Yanına gelen adamın omuzuna dokunmasıyla açtı gözlerini, adam eğildi ve dizleri üzerine oturdu, elini omuzuna koyarak konuşmaya başladı:

“Evladım gaflet içerisindeki Ümmetin gençlerini uyandırmak adına vazife verilen kullardan biri de sen oldun, bundan böyle sık sık görüşeceğiz, şimdilik sadece gerektiğinde ancak biz seninle irtibata geçeceğiz, neyi nasıl yapman gerektiğini detaylıca anlatacağız sana, korkma, endişe etme her şey çok güzel olacak.”

Adam arkasını dönüp giderken seslenmek istedi, Sen kimsin? Ne vazifesi? Neler oluyor…? diyecekti ki ağzını açıp tek kelime dahi edemedi. Gözlerini açtığında Kuran-ı Kerim elindeydi hala, rüya mı görmüştü, olamaz baya baya gerçekti bu, oysaki daldığı uykudan şimdi gözlerini açıyordu, neler olduğunu anlamıyordu, önce Yeşil Kubbeye bir nazar etti ve kafasını eğerek Kuran-ı Kerim’e baktı gördüğü ayet ile irkildi:

“Mü’minlerden öyle adamlar vardır ki, Allah’a verdikleri söze sâdık kaldılar. İçlerinden bir kısmı verdikleri sözü yerine getirmiştir (şehit olmuştur). Bir kısmı da (şehit olmayı) beklemektedir. Verdikleri sözü asla değiştirmemişlerdir.”

Gözlerini yumarak mırıldanmaya başladı “Ya Rabbi bu can bu ten de olduğu müddetçe, Senin ve Resulünün yoluna kulum, köleyim, canımla, malımla yoluna revanım Allahım!” diyerek dua etti.

Kartepe Cengiz Topel Hava alanına inmeleri çok güzel olmuştu, kısa süre sonra evlerine varmıştı bile, annesine, babasına doya doya sarıldı, dedesiyle kucaklaştı, bütün arkadaşları ziyaretine geliyor, onlara hurma ve zemzem ikram etmekten, mübarek beldelerin atmosferini onlara anlatmaktan büyük keyif alıyordu.
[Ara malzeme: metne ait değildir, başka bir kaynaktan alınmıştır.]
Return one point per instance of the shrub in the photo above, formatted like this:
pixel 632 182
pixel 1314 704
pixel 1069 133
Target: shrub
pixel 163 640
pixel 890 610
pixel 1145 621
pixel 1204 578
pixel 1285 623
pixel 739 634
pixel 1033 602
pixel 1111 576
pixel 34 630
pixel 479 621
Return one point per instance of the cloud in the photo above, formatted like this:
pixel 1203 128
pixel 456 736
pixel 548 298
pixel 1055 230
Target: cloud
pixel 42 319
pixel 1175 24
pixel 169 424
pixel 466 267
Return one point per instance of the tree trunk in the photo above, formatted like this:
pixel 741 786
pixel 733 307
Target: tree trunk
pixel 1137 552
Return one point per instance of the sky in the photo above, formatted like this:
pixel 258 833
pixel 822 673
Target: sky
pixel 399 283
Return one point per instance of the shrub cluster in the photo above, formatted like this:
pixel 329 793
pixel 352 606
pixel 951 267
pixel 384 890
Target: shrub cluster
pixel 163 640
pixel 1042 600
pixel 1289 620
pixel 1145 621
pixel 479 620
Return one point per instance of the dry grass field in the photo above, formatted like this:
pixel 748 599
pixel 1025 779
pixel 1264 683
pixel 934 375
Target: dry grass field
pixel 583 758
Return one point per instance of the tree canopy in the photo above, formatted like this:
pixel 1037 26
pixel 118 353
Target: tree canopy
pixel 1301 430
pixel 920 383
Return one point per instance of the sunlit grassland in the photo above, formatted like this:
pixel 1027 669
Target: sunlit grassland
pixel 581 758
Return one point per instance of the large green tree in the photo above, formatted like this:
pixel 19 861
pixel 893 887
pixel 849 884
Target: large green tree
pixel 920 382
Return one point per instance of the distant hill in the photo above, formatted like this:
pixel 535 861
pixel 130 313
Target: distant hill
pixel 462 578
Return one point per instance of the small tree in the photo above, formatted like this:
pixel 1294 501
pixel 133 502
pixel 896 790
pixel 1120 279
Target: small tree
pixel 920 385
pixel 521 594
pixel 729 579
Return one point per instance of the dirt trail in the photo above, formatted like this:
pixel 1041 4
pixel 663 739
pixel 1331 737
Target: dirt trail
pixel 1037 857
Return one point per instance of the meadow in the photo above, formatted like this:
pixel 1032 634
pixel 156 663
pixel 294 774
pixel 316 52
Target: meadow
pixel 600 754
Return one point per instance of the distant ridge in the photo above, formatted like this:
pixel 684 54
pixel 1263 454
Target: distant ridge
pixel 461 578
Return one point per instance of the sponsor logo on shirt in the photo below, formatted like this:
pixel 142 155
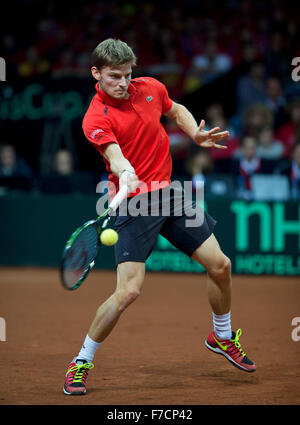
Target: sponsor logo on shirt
pixel 95 132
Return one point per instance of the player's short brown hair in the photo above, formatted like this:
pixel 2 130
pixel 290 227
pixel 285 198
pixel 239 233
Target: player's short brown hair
pixel 112 52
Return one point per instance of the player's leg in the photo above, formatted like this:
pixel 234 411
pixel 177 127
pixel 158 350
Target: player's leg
pixel 200 244
pixel 218 267
pixel 130 277
pixel 222 340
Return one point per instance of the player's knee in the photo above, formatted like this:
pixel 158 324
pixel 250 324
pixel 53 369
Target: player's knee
pixel 127 296
pixel 222 268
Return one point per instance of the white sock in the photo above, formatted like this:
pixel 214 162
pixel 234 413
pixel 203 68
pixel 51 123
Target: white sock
pixel 88 349
pixel 222 325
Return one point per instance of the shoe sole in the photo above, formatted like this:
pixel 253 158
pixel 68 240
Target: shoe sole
pixel 219 351
pixel 74 393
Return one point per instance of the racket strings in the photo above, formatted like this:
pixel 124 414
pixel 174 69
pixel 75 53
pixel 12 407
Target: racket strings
pixel 81 254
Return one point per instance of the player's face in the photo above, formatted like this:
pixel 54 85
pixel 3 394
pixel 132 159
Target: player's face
pixel 115 80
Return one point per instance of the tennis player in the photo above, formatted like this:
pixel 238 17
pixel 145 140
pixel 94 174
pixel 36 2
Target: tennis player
pixel 123 124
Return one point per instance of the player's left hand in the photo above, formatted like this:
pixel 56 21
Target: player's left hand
pixel 209 139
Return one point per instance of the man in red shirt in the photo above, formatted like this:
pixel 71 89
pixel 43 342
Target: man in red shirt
pixel 123 124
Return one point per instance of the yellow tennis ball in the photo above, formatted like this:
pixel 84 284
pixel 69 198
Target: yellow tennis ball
pixel 109 237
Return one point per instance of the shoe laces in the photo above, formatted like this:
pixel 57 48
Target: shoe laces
pixel 78 372
pixel 236 342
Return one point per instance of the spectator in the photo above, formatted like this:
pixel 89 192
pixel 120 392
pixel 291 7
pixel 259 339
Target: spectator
pixel 64 178
pixel 15 173
pixel 215 117
pixel 251 87
pixel 248 164
pixel 180 145
pixel 275 100
pixel 211 64
pixel 257 117
pixel 198 165
pixel 291 169
pixel 287 132
pixel 268 146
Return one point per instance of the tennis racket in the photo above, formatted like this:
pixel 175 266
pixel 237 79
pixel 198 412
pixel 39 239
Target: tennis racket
pixel 82 247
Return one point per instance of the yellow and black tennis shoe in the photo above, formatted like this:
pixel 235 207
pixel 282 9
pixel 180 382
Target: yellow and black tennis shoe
pixel 231 349
pixel 76 377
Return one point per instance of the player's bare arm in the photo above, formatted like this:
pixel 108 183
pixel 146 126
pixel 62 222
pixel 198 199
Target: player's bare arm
pixel 121 167
pixel 185 120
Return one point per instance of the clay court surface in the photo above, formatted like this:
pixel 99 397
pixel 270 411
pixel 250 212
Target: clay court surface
pixel 156 354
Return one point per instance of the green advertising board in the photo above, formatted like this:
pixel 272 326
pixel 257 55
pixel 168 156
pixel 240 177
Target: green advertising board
pixel 258 237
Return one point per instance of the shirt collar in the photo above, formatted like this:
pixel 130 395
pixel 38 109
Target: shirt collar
pixel 112 101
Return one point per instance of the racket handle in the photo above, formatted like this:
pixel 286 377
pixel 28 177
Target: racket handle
pixel 120 196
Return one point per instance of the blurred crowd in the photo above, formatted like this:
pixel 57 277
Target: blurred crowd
pixel 187 45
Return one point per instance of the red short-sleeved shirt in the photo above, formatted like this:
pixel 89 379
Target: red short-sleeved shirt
pixel 134 124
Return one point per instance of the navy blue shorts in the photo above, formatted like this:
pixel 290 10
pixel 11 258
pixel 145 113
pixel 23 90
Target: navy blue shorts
pixel 184 227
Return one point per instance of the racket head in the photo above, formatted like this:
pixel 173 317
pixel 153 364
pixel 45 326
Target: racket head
pixel 79 254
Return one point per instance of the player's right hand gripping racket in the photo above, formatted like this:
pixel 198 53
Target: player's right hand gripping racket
pixel 83 246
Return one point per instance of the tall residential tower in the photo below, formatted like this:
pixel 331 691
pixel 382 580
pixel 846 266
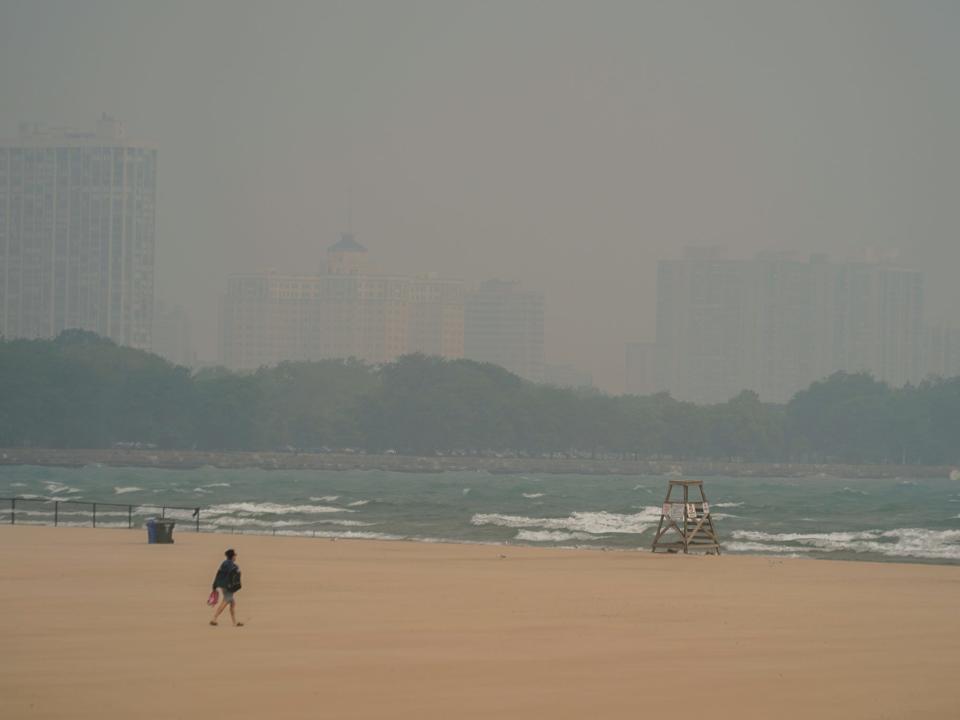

Geldiği yaklaşık bir hafta olmuş; fakat Abdullah henüz evden dışarıya hiç çıkmamıştı, üzerindeki o manevi havayı dağıtmak, günlük hayatın koşturmacasına kapılıp kutsal topraklarda edindiği manevi halini kaybetmek istemiyordu. Yatsı namazını kıldıktan sonra birkaç sayfa okuma yapıp yattı, erken yatıyordu, sabah namazından yaklaşık bir saat önce kalkıp teeccüdü kılıyor ve manevi dersini yapıyordu.

Seher vakti olduğunda o çoktan uyanmıştı, kalkıp abdestini aldı gece namazını kılıp manevi dersini yapmaya başladı. Vücudunun her bir uzvu Allah diyordu sanki zikrin lezzetine vardığı bu demlerde omuzuna dokunan el ile eğdiği başını kaldırıp, kapadığı gözlerini açtı. Gözleri şaşkınlıktan yuvalarından çıkacak, kalbi korkudan duracaktı, yüzü sararmış, benzi atmıştı, karşısında kanlı canlı bir şekilde, kendi evinde ve dahi odasında Medine’de uykusunda gördüğünü düşündüğü zat duruyordu, bayıldı bayılacaktı,

Sen, sen diye sözlerine başlayacakken araya girdi güzel yüzlü adam, o davudi sesiyle sakin ve tane tane konuşmaya başladı:

“Korkma evladım, bundan sonra nasipse sık sık görüşeceğiz her açıdan manen zehirlenen Müslüman gençlere beraberce yardım edeceğiz, bu süreçte sana bazı manevi güçlerde ikram edilecek, fakat bu ikram hususi (özel) işlerinde değil umum için, ümmet için kullanabilmen üzere verilecek. İlk olarak şu saatlerde Bursa’da başlamak üzere olan ve gençlerimize deizmi aşılamak adına yapılan konferansa katılacak, konferansta söz alacak ve gönlüne ilham edilen lafızları konuşacaksın böylece yapılması planlanan deizm propagandasına mani olacaksın, haydi Allah yardımcın olsun”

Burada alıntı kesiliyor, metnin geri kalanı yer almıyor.